Near the end of Lestrygonians (8.1065-66) Bloom recalls the Harry B. Norris song “Seaside Girls,” a song which retains a similar sentiment to the first occurrence at 4.282, as both reference Bloom’s dread of Molly’s relationship with Boylan, although given the context, the earlier occurrence may also reflect Bloom’s nervousness regarding Milly’s emerging sexuality.
Since my last post touched on the major permutations of my obsession during Episodes 4-6, I’d like to spend this post looking mostly at Aeolus and the Laestrygonians.
Given the theme of the chapter, frustration near an intended destination, Episode 6 is short on endings. In lieu of conclusiveness, however, we get a lot of mixed up, foreshortened paths and trajectories that call into question the concept of beginnings.
The Episode itself begins at Nelson’s pillar, where trams depart for a number of different destinations, calling our attention to the notion of departure. Yet, once off its feet, we find the episode doesn’t really go anywhere. Bloom makes his “round” (96) of the newspaper office with little success at attaining his goal. Doors appear everywhere but their functions as entrances and/or exits is rarely distinguishable (“Way in. Way out” (97)). The notion of circularity crops up again, with references to newspaper circulation, the re-printing of “stale news” (98), and the repetition of speeches that may or may not bear repeating. The chapter also has its share of word play, riddles, words rearranged backwards and forwards, and caricature (particularly of Bloom), all of which trouble notions of authenticity, meaning, and origination.

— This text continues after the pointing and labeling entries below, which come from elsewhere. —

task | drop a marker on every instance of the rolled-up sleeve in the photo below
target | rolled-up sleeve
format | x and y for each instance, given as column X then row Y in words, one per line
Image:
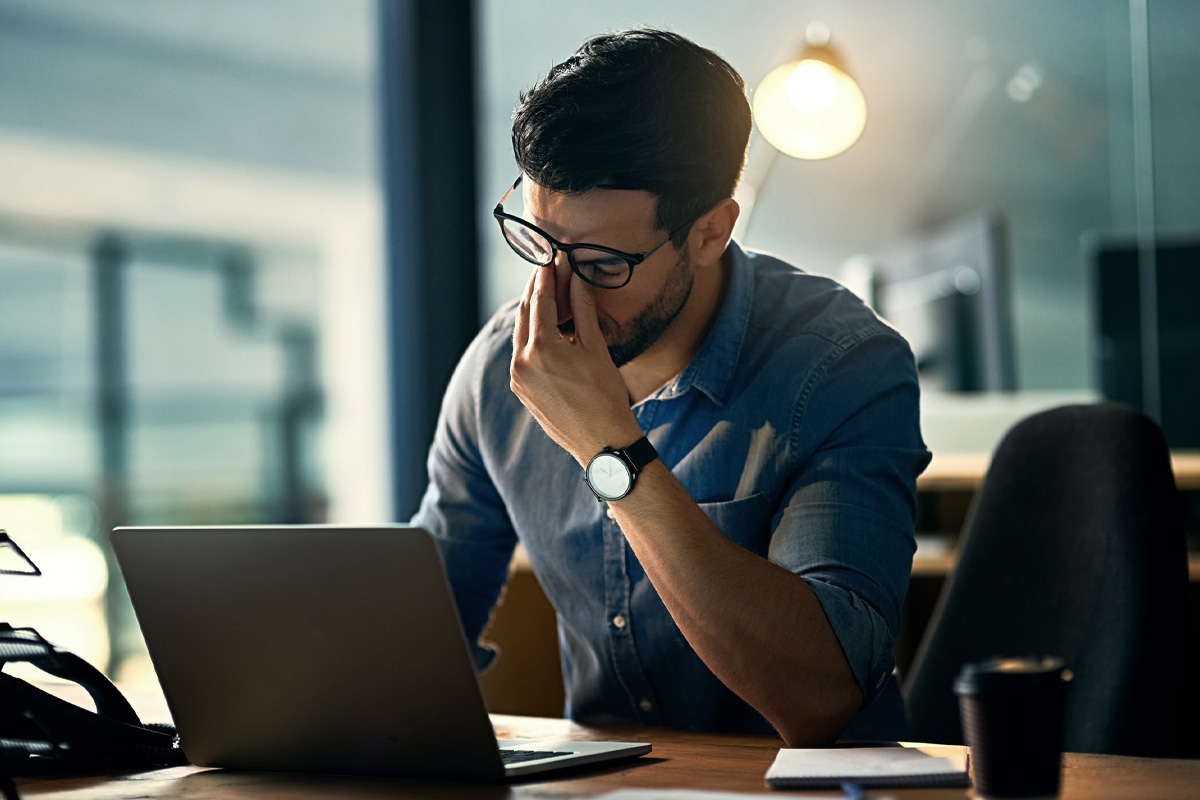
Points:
column 846, row 523
column 462, row 507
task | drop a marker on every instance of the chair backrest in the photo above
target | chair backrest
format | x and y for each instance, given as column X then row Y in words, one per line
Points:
column 1074, row 547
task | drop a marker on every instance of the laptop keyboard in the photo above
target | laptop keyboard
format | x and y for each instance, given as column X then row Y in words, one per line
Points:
column 517, row 756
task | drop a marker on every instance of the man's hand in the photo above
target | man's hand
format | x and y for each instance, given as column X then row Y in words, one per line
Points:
column 569, row 384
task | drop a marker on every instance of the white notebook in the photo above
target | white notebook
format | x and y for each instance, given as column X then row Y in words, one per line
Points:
column 892, row 767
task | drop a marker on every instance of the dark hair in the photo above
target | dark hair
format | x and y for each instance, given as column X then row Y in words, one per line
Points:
column 641, row 109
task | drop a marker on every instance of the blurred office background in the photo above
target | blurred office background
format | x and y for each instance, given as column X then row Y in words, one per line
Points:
column 223, row 226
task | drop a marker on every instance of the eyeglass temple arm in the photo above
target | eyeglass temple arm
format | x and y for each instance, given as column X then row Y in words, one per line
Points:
column 511, row 188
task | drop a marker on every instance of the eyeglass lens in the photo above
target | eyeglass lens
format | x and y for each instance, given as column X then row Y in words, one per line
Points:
column 597, row 266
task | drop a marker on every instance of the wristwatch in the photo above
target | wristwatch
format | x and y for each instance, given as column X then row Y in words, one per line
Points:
column 611, row 473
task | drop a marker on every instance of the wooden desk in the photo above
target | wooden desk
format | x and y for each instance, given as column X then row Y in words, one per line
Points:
column 679, row 761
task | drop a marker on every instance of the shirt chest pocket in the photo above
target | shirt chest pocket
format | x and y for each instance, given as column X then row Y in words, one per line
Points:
column 745, row 522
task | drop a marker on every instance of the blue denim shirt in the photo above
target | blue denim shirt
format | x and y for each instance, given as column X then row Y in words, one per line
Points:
column 796, row 431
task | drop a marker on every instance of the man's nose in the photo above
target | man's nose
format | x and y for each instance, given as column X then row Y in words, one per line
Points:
column 563, row 288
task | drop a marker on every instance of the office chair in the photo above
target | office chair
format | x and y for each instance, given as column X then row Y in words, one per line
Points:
column 1074, row 547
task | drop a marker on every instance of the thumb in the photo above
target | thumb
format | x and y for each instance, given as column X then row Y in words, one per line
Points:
column 583, row 310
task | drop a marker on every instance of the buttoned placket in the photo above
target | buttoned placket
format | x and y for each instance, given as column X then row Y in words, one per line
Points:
column 619, row 623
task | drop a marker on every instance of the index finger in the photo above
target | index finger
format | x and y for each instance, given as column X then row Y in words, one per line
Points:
column 543, row 307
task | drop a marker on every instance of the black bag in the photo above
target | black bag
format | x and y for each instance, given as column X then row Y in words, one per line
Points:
column 39, row 731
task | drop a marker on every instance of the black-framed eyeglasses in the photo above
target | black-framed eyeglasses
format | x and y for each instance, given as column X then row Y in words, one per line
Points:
column 599, row 265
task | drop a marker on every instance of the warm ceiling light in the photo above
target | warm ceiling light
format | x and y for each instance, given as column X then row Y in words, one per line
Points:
column 810, row 108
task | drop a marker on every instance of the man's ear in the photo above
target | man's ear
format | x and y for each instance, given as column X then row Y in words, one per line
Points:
column 712, row 233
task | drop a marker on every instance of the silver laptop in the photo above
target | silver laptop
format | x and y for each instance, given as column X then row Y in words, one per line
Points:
column 321, row 649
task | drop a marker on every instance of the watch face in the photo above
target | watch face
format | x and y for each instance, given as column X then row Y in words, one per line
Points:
column 609, row 476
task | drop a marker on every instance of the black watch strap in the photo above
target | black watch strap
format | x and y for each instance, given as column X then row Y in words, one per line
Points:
column 640, row 453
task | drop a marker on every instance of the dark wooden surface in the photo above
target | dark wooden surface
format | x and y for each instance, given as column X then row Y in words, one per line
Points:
column 679, row 759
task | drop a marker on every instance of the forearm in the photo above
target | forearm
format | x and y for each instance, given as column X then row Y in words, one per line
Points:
column 757, row 626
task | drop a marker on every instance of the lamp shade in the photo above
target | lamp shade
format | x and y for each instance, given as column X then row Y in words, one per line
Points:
column 810, row 108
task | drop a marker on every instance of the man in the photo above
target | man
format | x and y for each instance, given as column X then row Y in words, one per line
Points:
column 745, row 566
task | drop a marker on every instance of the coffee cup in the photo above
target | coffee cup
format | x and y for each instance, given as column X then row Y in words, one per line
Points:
column 1012, row 713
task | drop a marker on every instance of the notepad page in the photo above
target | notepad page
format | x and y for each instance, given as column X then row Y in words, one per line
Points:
column 871, row 765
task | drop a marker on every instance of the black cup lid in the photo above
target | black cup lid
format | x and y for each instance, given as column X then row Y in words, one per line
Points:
column 985, row 675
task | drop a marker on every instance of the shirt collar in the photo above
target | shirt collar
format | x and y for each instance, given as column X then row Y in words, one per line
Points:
column 712, row 370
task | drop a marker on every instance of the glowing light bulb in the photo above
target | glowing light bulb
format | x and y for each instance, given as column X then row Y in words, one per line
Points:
column 809, row 109
column 811, row 86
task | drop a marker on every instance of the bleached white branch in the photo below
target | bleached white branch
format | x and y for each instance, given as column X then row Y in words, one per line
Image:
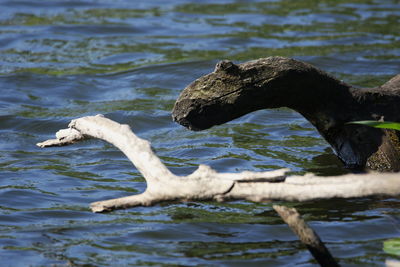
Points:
column 206, row 183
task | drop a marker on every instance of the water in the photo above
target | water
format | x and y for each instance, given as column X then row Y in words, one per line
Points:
column 129, row 60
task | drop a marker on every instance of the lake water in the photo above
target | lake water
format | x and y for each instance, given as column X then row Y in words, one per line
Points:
column 129, row 60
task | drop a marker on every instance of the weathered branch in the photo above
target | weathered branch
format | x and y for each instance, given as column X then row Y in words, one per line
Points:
column 205, row 183
column 306, row 235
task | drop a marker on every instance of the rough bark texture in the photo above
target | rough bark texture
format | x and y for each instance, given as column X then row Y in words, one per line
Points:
column 205, row 183
column 329, row 104
column 306, row 235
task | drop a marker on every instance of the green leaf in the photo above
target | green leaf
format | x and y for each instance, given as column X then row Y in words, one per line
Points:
column 392, row 246
column 379, row 124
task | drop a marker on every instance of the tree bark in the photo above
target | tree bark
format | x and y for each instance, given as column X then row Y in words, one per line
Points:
column 306, row 235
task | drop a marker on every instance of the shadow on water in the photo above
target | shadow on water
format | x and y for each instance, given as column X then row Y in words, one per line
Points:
column 63, row 59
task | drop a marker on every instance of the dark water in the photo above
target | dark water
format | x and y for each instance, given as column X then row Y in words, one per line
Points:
column 129, row 60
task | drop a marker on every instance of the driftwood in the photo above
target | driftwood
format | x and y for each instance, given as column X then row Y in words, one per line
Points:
column 306, row 235
column 205, row 183
column 233, row 90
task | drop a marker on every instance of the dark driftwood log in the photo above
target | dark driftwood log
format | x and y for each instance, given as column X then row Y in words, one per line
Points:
column 235, row 90
column 306, row 235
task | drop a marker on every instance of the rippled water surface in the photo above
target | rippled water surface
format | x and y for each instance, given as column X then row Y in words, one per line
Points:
column 129, row 60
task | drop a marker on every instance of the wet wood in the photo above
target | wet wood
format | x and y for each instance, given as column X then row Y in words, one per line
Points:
column 233, row 90
column 306, row 235
column 207, row 184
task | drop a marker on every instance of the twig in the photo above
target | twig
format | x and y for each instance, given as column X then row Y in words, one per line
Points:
column 206, row 183
column 306, row 235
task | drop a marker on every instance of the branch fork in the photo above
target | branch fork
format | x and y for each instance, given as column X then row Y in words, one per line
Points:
column 206, row 183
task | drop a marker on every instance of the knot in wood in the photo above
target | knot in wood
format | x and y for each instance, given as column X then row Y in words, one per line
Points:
column 226, row 66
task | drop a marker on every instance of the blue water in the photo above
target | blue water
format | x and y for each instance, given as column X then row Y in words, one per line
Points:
column 129, row 60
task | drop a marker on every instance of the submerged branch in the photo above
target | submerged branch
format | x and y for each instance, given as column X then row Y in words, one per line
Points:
column 206, row 183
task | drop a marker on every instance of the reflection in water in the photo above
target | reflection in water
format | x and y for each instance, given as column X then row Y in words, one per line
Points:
column 60, row 60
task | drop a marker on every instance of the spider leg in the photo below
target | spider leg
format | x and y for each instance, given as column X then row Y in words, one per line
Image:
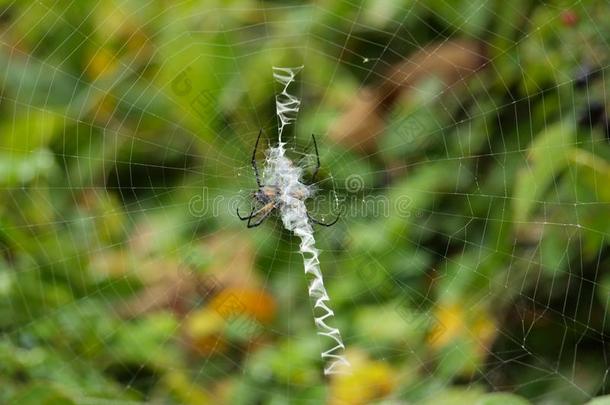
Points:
column 315, row 221
column 269, row 208
column 258, row 179
column 315, row 172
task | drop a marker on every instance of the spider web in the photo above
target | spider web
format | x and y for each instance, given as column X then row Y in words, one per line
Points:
column 470, row 255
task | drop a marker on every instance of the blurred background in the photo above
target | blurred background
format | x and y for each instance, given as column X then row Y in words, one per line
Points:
column 465, row 143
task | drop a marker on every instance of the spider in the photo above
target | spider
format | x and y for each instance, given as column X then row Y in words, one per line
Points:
column 269, row 195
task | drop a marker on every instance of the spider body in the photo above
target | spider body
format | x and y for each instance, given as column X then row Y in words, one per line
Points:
column 284, row 189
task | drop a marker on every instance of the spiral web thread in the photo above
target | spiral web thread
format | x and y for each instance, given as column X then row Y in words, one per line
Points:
column 280, row 171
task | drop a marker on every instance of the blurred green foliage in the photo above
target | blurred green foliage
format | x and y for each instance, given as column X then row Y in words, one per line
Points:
column 126, row 128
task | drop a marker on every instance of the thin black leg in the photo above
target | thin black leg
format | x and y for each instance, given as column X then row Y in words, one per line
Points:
column 315, row 221
column 258, row 179
column 315, row 172
column 260, row 221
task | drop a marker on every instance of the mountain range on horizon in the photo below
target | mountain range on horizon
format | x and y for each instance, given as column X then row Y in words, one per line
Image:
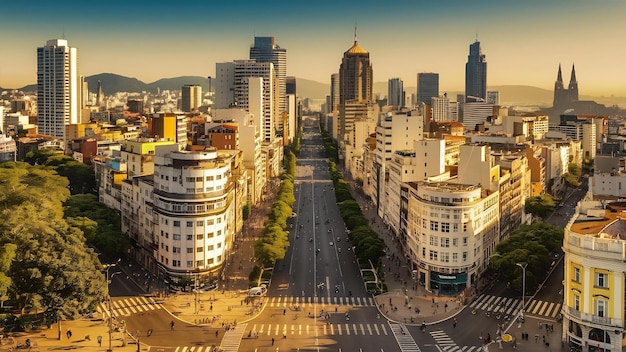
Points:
column 509, row 94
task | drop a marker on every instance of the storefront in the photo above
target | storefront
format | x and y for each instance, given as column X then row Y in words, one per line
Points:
column 448, row 284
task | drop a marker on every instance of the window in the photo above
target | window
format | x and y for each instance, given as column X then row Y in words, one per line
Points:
column 600, row 307
column 576, row 274
column 445, row 242
column 601, row 280
column 434, row 255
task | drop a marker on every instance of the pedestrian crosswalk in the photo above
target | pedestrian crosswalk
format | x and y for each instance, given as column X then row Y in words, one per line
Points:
column 446, row 344
column 232, row 338
column 510, row 306
column 305, row 302
column 404, row 339
column 128, row 306
column 316, row 330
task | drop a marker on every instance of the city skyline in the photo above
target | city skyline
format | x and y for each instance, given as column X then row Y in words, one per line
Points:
column 523, row 42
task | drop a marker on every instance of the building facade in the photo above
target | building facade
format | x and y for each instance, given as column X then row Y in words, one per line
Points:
column 58, row 87
column 476, row 73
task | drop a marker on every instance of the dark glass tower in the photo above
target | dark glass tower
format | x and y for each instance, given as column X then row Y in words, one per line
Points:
column 476, row 73
column 427, row 87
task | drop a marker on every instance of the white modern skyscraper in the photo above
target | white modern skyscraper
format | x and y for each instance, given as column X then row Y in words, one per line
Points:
column 395, row 92
column 58, row 86
column 191, row 97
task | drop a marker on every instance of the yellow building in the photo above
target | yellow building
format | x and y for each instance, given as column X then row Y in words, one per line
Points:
column 594, row 284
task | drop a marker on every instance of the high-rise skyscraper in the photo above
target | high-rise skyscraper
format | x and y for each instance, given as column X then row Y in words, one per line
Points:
column 191, row 97
column 58, row 86
column 564, row 97
column 265, row 49
column 355, row 75
column 395, row 92
column 427, row 87
column 476, row 73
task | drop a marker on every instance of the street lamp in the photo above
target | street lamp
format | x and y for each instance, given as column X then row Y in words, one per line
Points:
column 109, row 277
column 523, row 266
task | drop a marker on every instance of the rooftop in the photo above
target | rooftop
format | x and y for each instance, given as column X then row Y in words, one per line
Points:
column 602, row 223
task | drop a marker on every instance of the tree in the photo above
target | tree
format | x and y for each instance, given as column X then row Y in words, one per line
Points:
column 532, row 245
column 50, row 267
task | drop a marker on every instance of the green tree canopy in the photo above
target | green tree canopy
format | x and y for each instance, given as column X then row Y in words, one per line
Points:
column 46, row 262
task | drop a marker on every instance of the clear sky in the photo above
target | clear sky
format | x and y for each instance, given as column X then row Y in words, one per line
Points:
column 524, row 41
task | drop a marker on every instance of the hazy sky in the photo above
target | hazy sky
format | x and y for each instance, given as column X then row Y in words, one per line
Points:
column 524, row 41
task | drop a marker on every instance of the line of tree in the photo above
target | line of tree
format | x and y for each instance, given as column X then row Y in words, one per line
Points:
column 532, row 245
column 368, row 246
column 46, row 266
column 274, row 240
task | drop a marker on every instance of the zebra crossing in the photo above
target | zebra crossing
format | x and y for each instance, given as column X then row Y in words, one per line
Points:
column 511, row 306
column 325, row 329
column 404, row 339
column 232, row 338
column 305, row 302
column 446, row 344
column 128, row 306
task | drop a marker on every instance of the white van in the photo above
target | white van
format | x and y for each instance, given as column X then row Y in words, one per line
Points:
column 256, row 292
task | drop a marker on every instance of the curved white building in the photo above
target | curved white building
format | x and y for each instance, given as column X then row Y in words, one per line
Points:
column 448, row 225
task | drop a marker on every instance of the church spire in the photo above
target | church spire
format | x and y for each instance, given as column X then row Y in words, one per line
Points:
column 559, row 77
column 573, row 78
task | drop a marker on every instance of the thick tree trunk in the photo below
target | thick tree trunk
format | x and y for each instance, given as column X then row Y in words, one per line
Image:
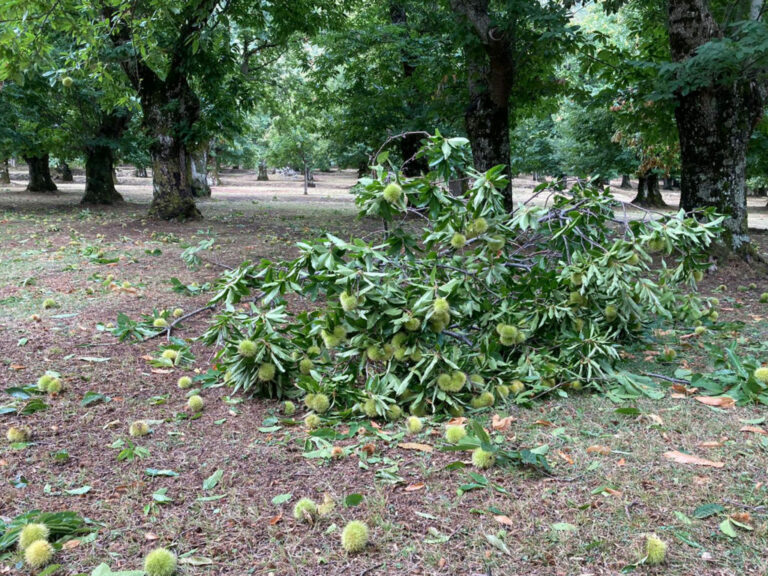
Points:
column 648, row 193
column 65, row 172
column 491, row 75
column 715, row 124
column 626, row 183
column 197, row 171
column 99, row 177
column 39, row 174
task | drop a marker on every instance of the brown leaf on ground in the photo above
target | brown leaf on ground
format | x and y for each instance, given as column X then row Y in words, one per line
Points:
column 720, row 401
column 501, row 423
column 682, row 458
column 416, row 446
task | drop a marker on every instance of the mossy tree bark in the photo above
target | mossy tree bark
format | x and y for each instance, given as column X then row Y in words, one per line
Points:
column 491, row 74
column 5, row 175
column 715, row 123
column 39, row 174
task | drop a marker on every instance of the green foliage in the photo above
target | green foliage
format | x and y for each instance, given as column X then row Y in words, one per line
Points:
column 559, row 268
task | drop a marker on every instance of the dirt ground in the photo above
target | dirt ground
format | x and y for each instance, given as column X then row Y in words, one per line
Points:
column 611, row 484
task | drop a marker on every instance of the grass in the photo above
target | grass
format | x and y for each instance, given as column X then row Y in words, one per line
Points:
column 611, row 483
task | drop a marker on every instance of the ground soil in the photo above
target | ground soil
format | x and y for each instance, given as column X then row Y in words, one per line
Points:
column 589, row 517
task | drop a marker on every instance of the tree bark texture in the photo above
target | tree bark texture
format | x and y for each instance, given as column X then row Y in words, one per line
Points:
column 491, row 73
column 715, row 123
column 648, row 193
column 39, row 174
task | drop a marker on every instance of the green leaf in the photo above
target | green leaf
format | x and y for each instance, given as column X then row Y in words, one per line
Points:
column 211, row 482
column 281, row 498
column 707, row 510
column 352, row 500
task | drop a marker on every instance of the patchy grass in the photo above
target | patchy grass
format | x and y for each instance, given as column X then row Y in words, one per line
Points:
column 611, row 483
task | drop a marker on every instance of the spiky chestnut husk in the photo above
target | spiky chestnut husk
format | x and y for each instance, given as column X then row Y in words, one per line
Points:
column 516, row 387
column 247, row 348
column 160, row 562
column 32, row 533
column 348, row 301
column 266, row 372
column 15, row 434
column 496, row 243
column 458, row 241
column 414, row 424
column 482, row 459
column 354, row 537
column 195, row 403
column 485, row 400
column 43, row 381
column 369, row 408
column 305, row 510
column 761, row 374
column 312, row 421
column 138, row 428
column 306, row 365
column 454, row 434
column 441, row 306
column 170, row 354
column 394, row 412
column 321, row 403
column 655, row 550
column 38, row 554
column 392, row 192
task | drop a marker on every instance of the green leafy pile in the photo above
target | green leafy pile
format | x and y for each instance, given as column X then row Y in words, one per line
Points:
column 458, row 303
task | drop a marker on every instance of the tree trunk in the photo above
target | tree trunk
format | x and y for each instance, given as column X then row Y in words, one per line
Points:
column 262, row 177
column 99, row 176
column 197, row 171
column 39, row 174
column 65, row 172
column 715, row 124
column 491, row 75
column 626, row 183
column 648, row 193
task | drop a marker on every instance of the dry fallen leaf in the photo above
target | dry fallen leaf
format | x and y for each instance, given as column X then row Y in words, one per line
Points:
column 504, row 520
column 720, row 401
column 416, row 446
column 501, row 423
column 682, row 458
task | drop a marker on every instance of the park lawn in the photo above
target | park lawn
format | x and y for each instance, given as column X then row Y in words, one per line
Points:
column 610, row 483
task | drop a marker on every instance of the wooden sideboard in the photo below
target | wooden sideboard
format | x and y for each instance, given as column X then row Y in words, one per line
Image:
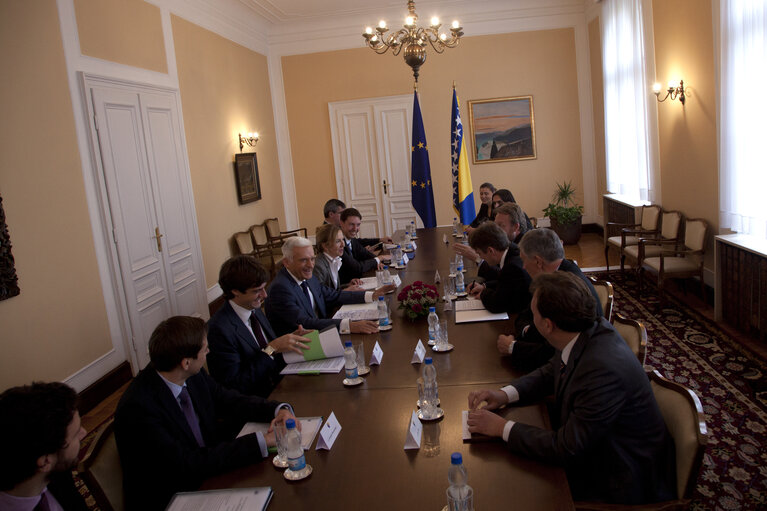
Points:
column 741, row 282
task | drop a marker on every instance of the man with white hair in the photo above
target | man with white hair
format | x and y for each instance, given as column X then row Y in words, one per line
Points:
column 296, row 297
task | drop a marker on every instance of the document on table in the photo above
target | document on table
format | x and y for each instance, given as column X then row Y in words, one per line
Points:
column 309, row 428
column 358, row 311
column 222, row 500
column 324, row 344
column 325, row 365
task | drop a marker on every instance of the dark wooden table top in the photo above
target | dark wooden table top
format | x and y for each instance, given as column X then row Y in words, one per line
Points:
column 368, row 462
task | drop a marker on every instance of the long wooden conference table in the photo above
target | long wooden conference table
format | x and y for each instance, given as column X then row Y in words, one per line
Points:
column 367, row 466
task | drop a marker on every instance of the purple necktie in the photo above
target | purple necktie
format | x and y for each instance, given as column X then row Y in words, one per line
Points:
column 191, row 417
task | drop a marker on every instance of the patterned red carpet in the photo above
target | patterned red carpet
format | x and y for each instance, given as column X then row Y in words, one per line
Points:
column 730, row 381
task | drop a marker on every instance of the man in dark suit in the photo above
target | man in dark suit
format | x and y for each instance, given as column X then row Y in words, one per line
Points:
column 175, row 426
column 245, row 354
column 297, row 298
column 607, row 430
column 541, row 252
column 510, row 292
column 357, row 259
column 40, row 436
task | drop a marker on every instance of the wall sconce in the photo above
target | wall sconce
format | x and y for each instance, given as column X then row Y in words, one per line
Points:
column 250, row 140
column 673, row 91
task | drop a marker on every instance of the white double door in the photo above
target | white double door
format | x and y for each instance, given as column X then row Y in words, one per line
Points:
column 371, row 151
column 147, row 202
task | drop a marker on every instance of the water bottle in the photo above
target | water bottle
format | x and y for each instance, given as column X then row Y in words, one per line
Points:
column 433, row 322
column 383, row 313
column 430, row 392
column 460, row 494
column 350, row 361
column 296, row 460
column 460, row 284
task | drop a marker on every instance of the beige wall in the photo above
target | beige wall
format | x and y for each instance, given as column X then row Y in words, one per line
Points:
column 123, row 31
column 598, row 108
column 540, row 63
column 57, row 325
column 224, row 91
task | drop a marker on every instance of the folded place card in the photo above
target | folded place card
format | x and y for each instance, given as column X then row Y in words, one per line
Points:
column 418, row 353
column 375, row 358
column 329, row 433
column 414, row 431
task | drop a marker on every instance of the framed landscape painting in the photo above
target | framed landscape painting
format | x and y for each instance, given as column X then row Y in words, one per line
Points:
column 502, row 129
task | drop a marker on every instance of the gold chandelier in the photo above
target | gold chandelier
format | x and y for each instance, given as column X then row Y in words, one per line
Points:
column 412, row 39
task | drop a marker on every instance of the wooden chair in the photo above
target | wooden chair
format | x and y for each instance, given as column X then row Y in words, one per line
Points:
column 101, row 470
column 683, row 415
column 675, row 262
column 670, row 224
column 605, row 291
column 631, row 233
column 277, row 236
column 634, row 333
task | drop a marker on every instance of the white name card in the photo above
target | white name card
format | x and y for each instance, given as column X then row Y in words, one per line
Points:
column 418, row 353
column 329, row 433
column 414, row 432
column 375, row 358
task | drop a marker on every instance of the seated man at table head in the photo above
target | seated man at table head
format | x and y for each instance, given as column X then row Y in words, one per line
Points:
column 330, row 251
column 245, row 353
column 175, row 426
column 541, row 252
column 607, row 430
column 357, row 260
column 509, row 293
column 296, row 297
column 40, row 436
column 332, row 211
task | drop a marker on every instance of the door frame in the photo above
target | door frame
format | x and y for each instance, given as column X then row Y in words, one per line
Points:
column 113, row 286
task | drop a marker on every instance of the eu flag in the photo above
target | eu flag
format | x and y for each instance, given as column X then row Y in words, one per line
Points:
column 420, row 171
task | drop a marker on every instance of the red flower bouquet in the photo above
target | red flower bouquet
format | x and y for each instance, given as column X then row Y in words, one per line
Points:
column 416, row 299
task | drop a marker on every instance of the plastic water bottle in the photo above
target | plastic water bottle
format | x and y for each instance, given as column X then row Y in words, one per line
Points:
column 383, row 313
column 350, row 361
column 430, row 392
column 433, row 322
column 459, row 492
column 296, row 461
column 460, row 284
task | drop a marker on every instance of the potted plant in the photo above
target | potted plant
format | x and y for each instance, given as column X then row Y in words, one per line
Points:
column 565, row 215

Joyce’s re-use of H.G. Wells critique of Portrait of the Artist, “cloacal obsession,” (108), works towards a similar end. A reproduction of a piece of criticism that we can assume Joyce knew well enough at the time of writing Ulysess was crap.
Even the idea of the Roman Empire as a network of sewers suggests an end that is not one. Excrement becomes another substance for transport, and transmission (i.e through news).
Stifled entrance also abounds in the chapter. There is Crawford’s struggle to open the door to his office with the keys. Bloom blocks doors, offices have inner offices thwarting entrance to ultimate destinations. We could add to this list Bloom’s ad proposal, which never makes it to the presses, and which Bloom persistently prefaces with jerky introductions (“Excuse me, councilor, he said. This ad, you see. Keyes, you remember,” (99).